Let:
- $x_i > 1$ be any odd integer that is not divisible by $3$
- $\nu_2(x)$ be the 2-adic valuation of $x$
- $x_{i-1} = \begin{cases} \text{undefined}, && \text{if }x_i\equiv 0 \pmod 3\\ \frac{4x_i - 1}{3}, && \text{if }x_i\equiv 1 \pmod 3\\ \frac{2x_i - 1}{3}, && \text{if }x_i\equiv 2 \pmod 3\\ \end{cases}$
When defined, $x_{i-1}$ is an odd integer such that $x_i$ results from applying the collatz operation for odd integers since:
$$x_i = \frac{3x_{i-1} + 1}{2^{\nu_2(3x_{i-1}+1)}}$$
Note: Details on the collatz operation for odd integers are found in this Wikipedia article.
Since each $x_{i-1}$ is either divisible by $3$ or it has a predecessor $x_{i-2}$, for any $x_i$, either there exists an integer $c$ where $x_{i-c} \equiv 0 \pmod 3$ or there is an infinite sequence where no such $c$ exists.
It seems to me that it should be straight forward to show that $c$ exists for any such $x_i$. When I try to prove this, I am finding that the argument is trickier than I expected.
Is there a straight forward argument to show that there always exists some integer $c$ so that the sequence is never infinite.

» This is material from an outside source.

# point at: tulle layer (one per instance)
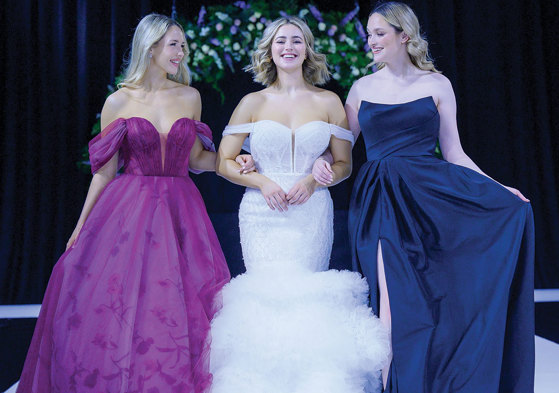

Or is this problem more challenging than it would appear on first glance?
I checked the Wikipedia article on the Collatz conjecture in reverse but did not find any information related to my question.
Update: Added $x_i > 1$ which was implied since for $x_i=1$, $\dfrac{4(1)-1}{3}=1$ and $x_i=-1$, $\dfrac{2(-1)-1}{3}=-1$.
Update 2: Restated the title to replace "Collatz Operation in reverse" with the "following operation" which is then defined in the question.
Gottfried Helms has pointed out that this statement was not accurate.